Poets represented the streets in a way that made you feel not so alone, whether you were in Compton, the Bronx, or Chi-Town.

But in addition, hip hop has always instilled political fear and has intimidated politicians. In the 1980s, Vice President Al Gore’s wife, Tipper Gore, waged war on the sometimes rough truth of hip hop. The FBI excoriated N.W.A., saying it encouraged “violence against and disrespect” for police. Meanwhile, the horrors of Reaganomics created much of the poverty hip hop artists rapped about (Jay Z famously said in 2007’s “Blue Magic,” “Blame Reagan for making me into a monster”).

In the Trump era, where the citizenry is being divided – torn apart — and American life debased, courtesy of a charlatan posing as the leader of the free world, political art is more important than ever. That is one of the many reasons why the Pulitzer Prize Board, which usually gives its music prize to classical or jazz works, recognized Lamar’s “Damn.”

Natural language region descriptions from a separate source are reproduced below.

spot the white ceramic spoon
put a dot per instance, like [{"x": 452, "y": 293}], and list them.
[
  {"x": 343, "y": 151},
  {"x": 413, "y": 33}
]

The board called “Damn” “a virtuosic song collection unified by its vernacular authenticity and rhythmic dynamism that offers affecting vignettes capturing the complexity of modern African-American life.”

Like Nina Simone, Lamar isn’t a passive, woe-is-me voice; he is equally outraged and inspired, unapologetically angry but ready to create change. You can hear it in songs like “Feel,” “Yah” and Duckworth.” In “The Heart Part 4,” a pre-album track from “Damn,” Lamar wrote, “Donald Trump is a chump, know how we feel, punk / Tell ‘em that God comin’ / And Russia need a replay button, y’all up to something.” “Damn” was released a year ago on April 14 and those lyrics remain relevant.

“Damn” is a punch in the gut, a wake-up call to people who are in intellectual comas. The Pulitzer honor goes to Lamar, who is 29, but it signifies so much more: blackness and the revolutionary spirit, not respectability politics, and you would have to be soulless to not feel and hear him. He is the soundtrack of youth culture today and that is why the country should be listening.